The GUARD Act also faces a paradox. How do you protect children from explicit content while allowing them to ask honest, even awkward, questions about their own development or relationships? The First Amendment stands in the background, tired but still standing.
For mediators and attorneys, this may seem like a sideshow, something for tech lawyers and ethicists to fight over. But it’s closer to your work than it appears. These bills are early signs of disputes that will soon enter your rooms: claims of emotional injury caused by AI companions, confusion over digital consent, even custody fights involving “AI caregivers.” If that sounds far-fetched, remember that just five years ago, no one imagined people would confess secrets to a chatbot (except those of us who played with Eliza in 1967).

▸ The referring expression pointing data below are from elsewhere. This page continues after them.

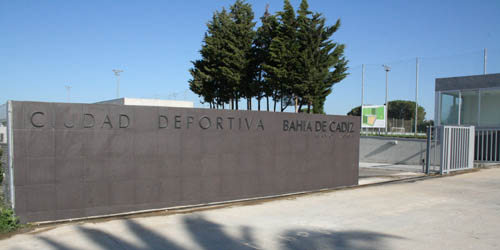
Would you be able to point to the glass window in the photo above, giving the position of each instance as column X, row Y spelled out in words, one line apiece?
column 468, row 109
column 490, row 108
column 449, row 108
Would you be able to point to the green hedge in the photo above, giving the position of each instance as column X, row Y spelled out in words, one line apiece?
column 8, row 221
column 1, row 168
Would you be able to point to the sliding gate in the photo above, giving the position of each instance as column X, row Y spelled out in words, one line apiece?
column 452, row 147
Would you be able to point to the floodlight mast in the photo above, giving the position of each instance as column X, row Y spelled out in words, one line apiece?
column 387, row 69
column 68, row 90
column 117, row 74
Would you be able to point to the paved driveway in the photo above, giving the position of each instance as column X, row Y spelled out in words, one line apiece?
column 455, row 212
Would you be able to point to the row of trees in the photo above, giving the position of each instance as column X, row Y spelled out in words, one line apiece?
column 289, row 59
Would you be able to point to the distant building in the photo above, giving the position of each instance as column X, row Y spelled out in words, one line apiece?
column 149, row 102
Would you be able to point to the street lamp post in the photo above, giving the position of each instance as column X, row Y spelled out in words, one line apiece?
column 68, row 92
column 387, row 69
column 117, row 74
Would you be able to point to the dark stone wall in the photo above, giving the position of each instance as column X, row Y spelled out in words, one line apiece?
column 78, row 160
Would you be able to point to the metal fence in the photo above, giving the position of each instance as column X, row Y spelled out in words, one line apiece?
column 450, row 148
column 487, row 146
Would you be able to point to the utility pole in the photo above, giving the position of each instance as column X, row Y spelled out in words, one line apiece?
column 362, row 94
column 485, row 59
column 117, row 74
column 416, row 97
column 68, row 91
column 387, row 69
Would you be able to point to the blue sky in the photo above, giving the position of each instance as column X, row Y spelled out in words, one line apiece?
column 45, row 45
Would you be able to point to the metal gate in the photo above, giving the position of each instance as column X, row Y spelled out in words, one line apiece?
column 487, row 145
column 450, row 147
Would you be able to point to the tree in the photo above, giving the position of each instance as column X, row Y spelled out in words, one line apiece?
column 242, row 34
column 398, row 109
column 322, row 63
column 282, row 64
column 209, row 74
column 222, row 74
column 262, row 43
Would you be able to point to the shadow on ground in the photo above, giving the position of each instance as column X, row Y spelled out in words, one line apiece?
column 209, row 235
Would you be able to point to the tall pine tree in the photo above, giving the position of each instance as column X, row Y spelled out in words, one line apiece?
column 260, row 56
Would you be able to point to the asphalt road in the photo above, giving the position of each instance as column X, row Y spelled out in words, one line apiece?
column 454, row 212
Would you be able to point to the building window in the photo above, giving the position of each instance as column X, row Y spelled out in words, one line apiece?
column 490, row 108
column 469, row 107
column 449, row 108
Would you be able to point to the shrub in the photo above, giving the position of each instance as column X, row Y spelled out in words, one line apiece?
column 8, row 221
column 1, row 168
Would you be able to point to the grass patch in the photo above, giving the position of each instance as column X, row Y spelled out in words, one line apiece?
column 8, row 221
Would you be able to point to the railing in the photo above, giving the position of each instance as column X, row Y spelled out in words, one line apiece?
column 451, row 148
column 487, row 146
column 458, row 148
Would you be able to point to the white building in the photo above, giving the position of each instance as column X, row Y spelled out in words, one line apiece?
column 149, row 102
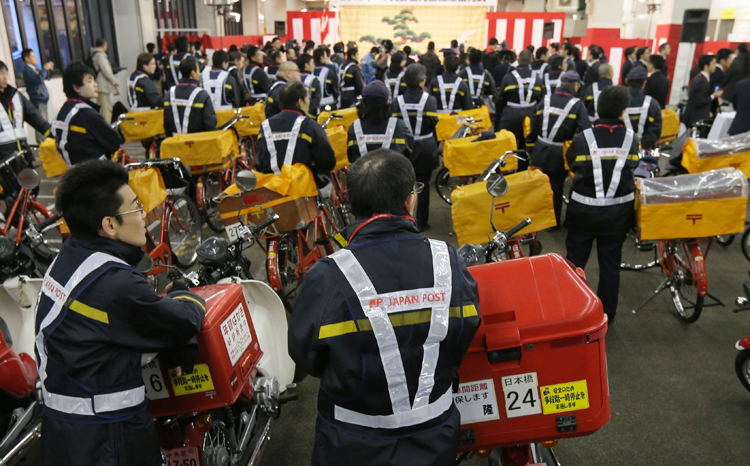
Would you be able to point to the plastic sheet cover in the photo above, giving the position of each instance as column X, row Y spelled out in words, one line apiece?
column 726, row 183
column 737, row 144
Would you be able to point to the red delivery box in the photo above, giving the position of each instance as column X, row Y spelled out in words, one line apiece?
column 537, row 368
column 228, row 353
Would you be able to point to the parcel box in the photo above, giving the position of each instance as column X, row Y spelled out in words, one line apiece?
column 700, row 155
column 144, row 125
column 692, row 206
column 249, row 126
column 536, row 369
column 228, row 353
column 202, row 152
column 529, row 195
column 464, row 157
column 449, row 123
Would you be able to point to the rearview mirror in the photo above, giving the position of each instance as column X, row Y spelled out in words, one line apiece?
column 28, row 178
column 497, row 185
column 246, row 180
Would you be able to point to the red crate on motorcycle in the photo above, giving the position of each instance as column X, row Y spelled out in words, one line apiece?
column 537, row 368
column 228, row 353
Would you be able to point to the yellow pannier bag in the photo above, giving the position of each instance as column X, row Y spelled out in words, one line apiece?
column 700, row 155
column 449, row 123
column 52, row 161
column 348, row 114
column 337, row 136
column 529, row 195
column 148, row 185
column 692, row 206
column 670, row 125
column 463, row 157
column 144, row 125
column 208, row 151
column 246, row 126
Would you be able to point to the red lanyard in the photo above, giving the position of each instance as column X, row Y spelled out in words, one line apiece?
column 376, row 217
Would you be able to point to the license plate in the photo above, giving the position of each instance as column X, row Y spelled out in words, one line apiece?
column 184, row 456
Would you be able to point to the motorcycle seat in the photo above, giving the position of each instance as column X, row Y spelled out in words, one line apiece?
column 6, row 333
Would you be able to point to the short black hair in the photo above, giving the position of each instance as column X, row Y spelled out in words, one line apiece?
column 613, row 101
column 87, row 193
column 303, row 60
column 220, row 57
column 475, row 56
column 414, row 74
column 451, row 63
column 73, row 75
column 291, row 93
column 182, row 43
column 187, row 65
column 704, row 61
column 379, row 183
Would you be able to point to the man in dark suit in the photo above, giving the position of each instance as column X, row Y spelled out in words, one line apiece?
column 657, row 85
column 700, row 96
column 629, row 61
column 741, row 103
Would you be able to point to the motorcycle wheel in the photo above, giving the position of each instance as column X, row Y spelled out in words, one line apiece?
column 184, row 231
column 742, row 367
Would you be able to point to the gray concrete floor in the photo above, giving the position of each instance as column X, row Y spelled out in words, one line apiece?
column 675, row 397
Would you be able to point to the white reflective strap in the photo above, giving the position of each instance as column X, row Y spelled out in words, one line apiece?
column 401, row 419
column 59, row 295
column 390, row 355
column 64, row 127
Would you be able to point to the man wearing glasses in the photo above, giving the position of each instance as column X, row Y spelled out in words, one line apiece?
column 96, row 316
column 288, row 72
column 385, row 323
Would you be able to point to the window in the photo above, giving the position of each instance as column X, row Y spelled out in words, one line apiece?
column 58, row 30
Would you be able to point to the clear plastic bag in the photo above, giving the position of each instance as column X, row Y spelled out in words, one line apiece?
column 725, row 183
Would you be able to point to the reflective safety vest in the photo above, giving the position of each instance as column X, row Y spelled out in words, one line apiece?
column 524, row 94
column 606, row 197
column 213, row 82
column 248, row 78
column 596, row 93
column 384, row 139
column 133, row 96
column 62, row 296
column 290, row 136
column 549, row 82
column 395, row 83
column 419, row 107
column 64, row 127
column 642, row 111
column 326, row 99
column 377, row 307
column 548, row 136
column 342, row 75
column 12, row 131
column 182, row 127
column 447, row 103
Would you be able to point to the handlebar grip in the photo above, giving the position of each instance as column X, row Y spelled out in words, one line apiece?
column 510, row 233
column 265, row 223
column 42, row 226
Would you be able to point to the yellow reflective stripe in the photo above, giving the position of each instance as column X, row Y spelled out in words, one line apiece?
column 191, row 299
column 90, row 312
column 397, row 320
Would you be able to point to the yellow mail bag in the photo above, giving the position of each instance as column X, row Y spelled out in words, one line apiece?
column 529, row 195
column 449, row 123
column 463, row 157
column 692, row 206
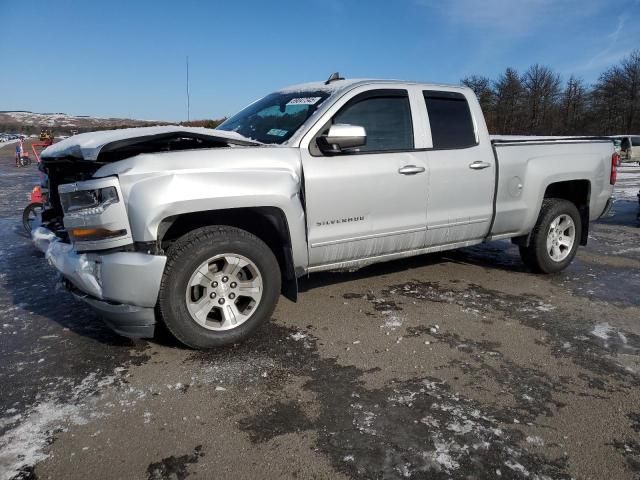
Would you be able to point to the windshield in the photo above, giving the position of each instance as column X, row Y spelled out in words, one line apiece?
column 276, row 117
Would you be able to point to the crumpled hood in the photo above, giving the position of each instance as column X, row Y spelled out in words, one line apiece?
column 87, row 146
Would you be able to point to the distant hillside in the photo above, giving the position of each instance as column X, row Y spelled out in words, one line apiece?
column 63, row 124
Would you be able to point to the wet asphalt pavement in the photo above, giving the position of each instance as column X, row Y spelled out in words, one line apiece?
column 458, row 365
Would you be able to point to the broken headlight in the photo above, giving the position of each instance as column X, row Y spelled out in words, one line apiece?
column 88, row 202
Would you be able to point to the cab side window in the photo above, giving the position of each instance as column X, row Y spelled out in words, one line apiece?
column 450, row 119
column 386, row 117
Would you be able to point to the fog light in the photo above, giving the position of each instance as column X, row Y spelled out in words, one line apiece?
column 89, row 234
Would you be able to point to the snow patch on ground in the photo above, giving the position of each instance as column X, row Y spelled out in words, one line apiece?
column 25, row 444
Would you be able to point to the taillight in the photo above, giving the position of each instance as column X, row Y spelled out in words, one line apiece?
column 615, row 159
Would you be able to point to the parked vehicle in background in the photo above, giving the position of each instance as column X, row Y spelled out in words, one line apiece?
column 203, row 229
column 628, row 146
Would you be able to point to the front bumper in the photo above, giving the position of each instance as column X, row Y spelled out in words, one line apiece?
column 122, row 286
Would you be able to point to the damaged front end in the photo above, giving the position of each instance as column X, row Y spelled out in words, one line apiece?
column 85, row 232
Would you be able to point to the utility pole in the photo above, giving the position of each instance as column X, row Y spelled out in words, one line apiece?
column 188, row 100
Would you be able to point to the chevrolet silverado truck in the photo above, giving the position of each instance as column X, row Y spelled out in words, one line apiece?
column 204, row 229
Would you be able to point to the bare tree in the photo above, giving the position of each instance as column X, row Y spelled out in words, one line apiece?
column 483, row 88
column 542, row 91
column 574, row 107
column 509, row 103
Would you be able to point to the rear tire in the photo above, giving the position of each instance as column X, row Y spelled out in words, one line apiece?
column 219, row 285
column 555, row 237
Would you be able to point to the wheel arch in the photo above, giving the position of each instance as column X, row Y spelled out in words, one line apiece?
column 267, row 223
column 578, row 192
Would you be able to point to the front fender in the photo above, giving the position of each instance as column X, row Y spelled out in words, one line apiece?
column 150, row 200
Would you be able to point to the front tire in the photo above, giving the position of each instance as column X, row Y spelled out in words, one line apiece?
column 219, row 285
column 555, row 237
column 30, row 215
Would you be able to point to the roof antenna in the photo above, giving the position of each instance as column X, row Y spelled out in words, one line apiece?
column 333, row 78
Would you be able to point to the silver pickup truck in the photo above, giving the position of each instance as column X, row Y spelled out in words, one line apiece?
column 204, row 229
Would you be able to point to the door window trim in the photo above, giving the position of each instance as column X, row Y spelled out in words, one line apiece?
column 449, row 95
column 361, row 97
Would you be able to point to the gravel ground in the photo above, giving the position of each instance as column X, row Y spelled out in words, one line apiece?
column 458, row 365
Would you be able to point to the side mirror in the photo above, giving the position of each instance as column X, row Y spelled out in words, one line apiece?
column 341, row 137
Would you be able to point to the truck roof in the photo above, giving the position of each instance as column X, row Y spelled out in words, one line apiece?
column 348, row 84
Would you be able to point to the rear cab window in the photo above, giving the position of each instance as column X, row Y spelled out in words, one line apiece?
column 450, row 119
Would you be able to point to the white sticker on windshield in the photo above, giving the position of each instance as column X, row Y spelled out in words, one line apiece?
column 304, row 101
column 276, row 132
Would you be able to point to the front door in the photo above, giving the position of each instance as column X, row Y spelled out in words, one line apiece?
column 370, row 201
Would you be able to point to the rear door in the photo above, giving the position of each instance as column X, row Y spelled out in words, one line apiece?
column 369, row 201
column 461, row 171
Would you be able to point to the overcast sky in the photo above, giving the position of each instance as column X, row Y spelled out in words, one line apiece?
column 127, row 58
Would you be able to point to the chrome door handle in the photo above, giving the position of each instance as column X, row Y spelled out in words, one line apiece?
column 410, row 170
column 478, row 165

Imagine for a moment, a client walking into your office after an “AI breakup.” They say the program betrayed them, manipulated their emotions, or encouraged self-destructive thoughts. There’s no legal precedent. No statute. Only human pain and a line of code. How do you mediate that?
H.B. 469 and the GUARD Act, taken together, represent a kind of collective anxiety, our attempt to keep machines in their place, to remind ourselves that the ghost in the circuit is not a soul. Still, as technology keeps whispering in our ears, the distinction blurs. The law can insist that AI is an object, but people will continue to talk to it, cry to it, depend on it.
And perhaps that’s what makes these bills both comic and tragic. They reveal not just fear of the future but a strange nostalgia for being human. For wanting to keep love, agency, and responsibility inside the fragile, unpredictable realm of flesh and thought. The courtroom, after all, has always been about stories, and the stories we are telling about AI sound a lot like us.